Şimdi biraz spoiler zamanı yalnız, hatta major spoiler diyeyim. Bahsetmezsem manga tanıtımının bir anlamı kalmaz benim gözümde, o kadar yani. İstemeyen bu paragrafı okumasın:
Shiori'nin Akio'ya karşı hafızasını kaybetmeden önce de bir şeyler hissettiğini farkeden tek ben değilim sanırım. Bence sırf bu yüzden Shiori evinden ve ailesinden uzaklaştı, bu yüzden -bunu demek için kendimi bayağı bir tuttum ama yeri geldi- kaşar oldu. Hepsi de Mizuki'nin suçu ve şimdi karşısında hafızasız, uysal bir Shiori görünce Akio'ya kancayı takmada hiç de geç kalmadı. Eğer bu kadar çabuk davranmamış olsaydı, biraz utansaydı (her ne kadar bu konuda Shiori'nin de suçu olsa da) belki ondan bu kadar nefret etmiyor olabilirdim. Üstelik şu anda çeviriler geride olsa da önümüzdeki bölümlerde (6. cilt sanırım) hala Akio ile Mizuki'nin birlikte olduğu söyleniyor, üstüne üstlük ilişkilerini daha da sağlamlaştırarak. Öğrendiğim zaman mangayı bırakmayı bile düşündüm ama böyleleri de her zaman denk gelmiyor ki! Akio x Shiori'yi destekliyorum ben, evet ve kimisi bunu iğrenç ve ahlaksız buluyor. Shiori'nun gözünde Akio'nun bir ağabey değil de daha yeni tanıştığı bir yabancı olmasını bırak, beraber büyüdüğünü hatırlayarak onu sevse ne olur ki? Arada sırada verilen Akio'nun evlatlık olduğu ipuçlarını bırak, gerçekten kan bağları olsa ne olur ki? (Güncelleme: evet kan bağları yok). Bırak işte yahu sevmenin nesi ahlaksızca? Shiori'ye neredeyse tecavüz eden eski erkek arkadaşla barışmaları mı daha uygun ve ahlaklı olan? Yine de olayın herkesin ilgisini çekmemesi ya da okumaya değer bulmaması da çok normal, saygı duyuyorum. Ben de yaoi türünü çok tercih etmiyorum mesela. Bu yüzden spoilerları okuduysanız ve bu fikir hoşunuza gitmediyse, Six Half'a başlamayın.
Yine fazlasıyla uzun bir manga postu yazdığım için ağlıyorum. Az ve öz konuşan kıymetlidir hep, farkındayım. Ben de bunun dengesini hiç kuramadım ne yazık ki; gerçek hayatımda (?) fazla az, blogda fazla çok.

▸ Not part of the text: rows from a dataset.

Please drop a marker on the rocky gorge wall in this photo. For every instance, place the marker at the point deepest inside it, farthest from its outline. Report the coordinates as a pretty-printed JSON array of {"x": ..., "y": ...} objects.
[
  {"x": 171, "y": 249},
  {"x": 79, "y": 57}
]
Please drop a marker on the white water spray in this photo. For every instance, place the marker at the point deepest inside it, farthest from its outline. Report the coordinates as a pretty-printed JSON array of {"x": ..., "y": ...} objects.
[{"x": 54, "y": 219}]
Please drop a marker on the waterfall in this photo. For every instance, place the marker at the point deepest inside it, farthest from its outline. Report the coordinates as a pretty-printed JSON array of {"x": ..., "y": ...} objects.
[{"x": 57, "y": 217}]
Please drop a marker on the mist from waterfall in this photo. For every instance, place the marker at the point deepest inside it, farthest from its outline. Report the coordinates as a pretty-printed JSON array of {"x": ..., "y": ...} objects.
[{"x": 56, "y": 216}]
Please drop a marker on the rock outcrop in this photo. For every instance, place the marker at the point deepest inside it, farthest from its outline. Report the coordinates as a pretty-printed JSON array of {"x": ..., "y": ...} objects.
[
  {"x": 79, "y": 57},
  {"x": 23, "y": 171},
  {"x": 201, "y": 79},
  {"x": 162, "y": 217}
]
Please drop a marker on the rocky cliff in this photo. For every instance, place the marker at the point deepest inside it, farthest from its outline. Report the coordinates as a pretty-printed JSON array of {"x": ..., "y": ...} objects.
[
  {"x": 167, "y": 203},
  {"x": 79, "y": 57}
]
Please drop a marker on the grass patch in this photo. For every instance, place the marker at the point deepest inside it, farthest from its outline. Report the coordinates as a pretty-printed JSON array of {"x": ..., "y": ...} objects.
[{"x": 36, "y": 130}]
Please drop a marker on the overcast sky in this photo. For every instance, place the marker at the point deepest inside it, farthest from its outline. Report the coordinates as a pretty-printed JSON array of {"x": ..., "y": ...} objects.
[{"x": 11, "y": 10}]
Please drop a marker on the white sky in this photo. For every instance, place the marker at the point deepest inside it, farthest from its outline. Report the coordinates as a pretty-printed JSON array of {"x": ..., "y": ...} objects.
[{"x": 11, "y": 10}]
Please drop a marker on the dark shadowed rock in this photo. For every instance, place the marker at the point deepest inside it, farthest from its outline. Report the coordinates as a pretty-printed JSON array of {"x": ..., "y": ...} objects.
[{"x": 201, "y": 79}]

Aynı şeyleri okumaktan bezmiş ve sırf bu yüzden shoujo mangalardan soğumuş biz çaresizler için yazılan, romantizm ve drama unsurlarını abartmadan kullanan "gerçekçi" bir manga bu ve kafasında fıstık yerine beyin bulunan bir esas kız isteyenlere gözüm kapalı öneririm Six Half'i. Ben yine de josei etiketi altında yayınlayacağım postu. Yeni bölümler çevrildikçe de objektif mobjektif dinlemeden puanı düşürme potansiyelim var, sırf çok sevdiğim ve her şey benim istediğim gibi gitsin istediğim için.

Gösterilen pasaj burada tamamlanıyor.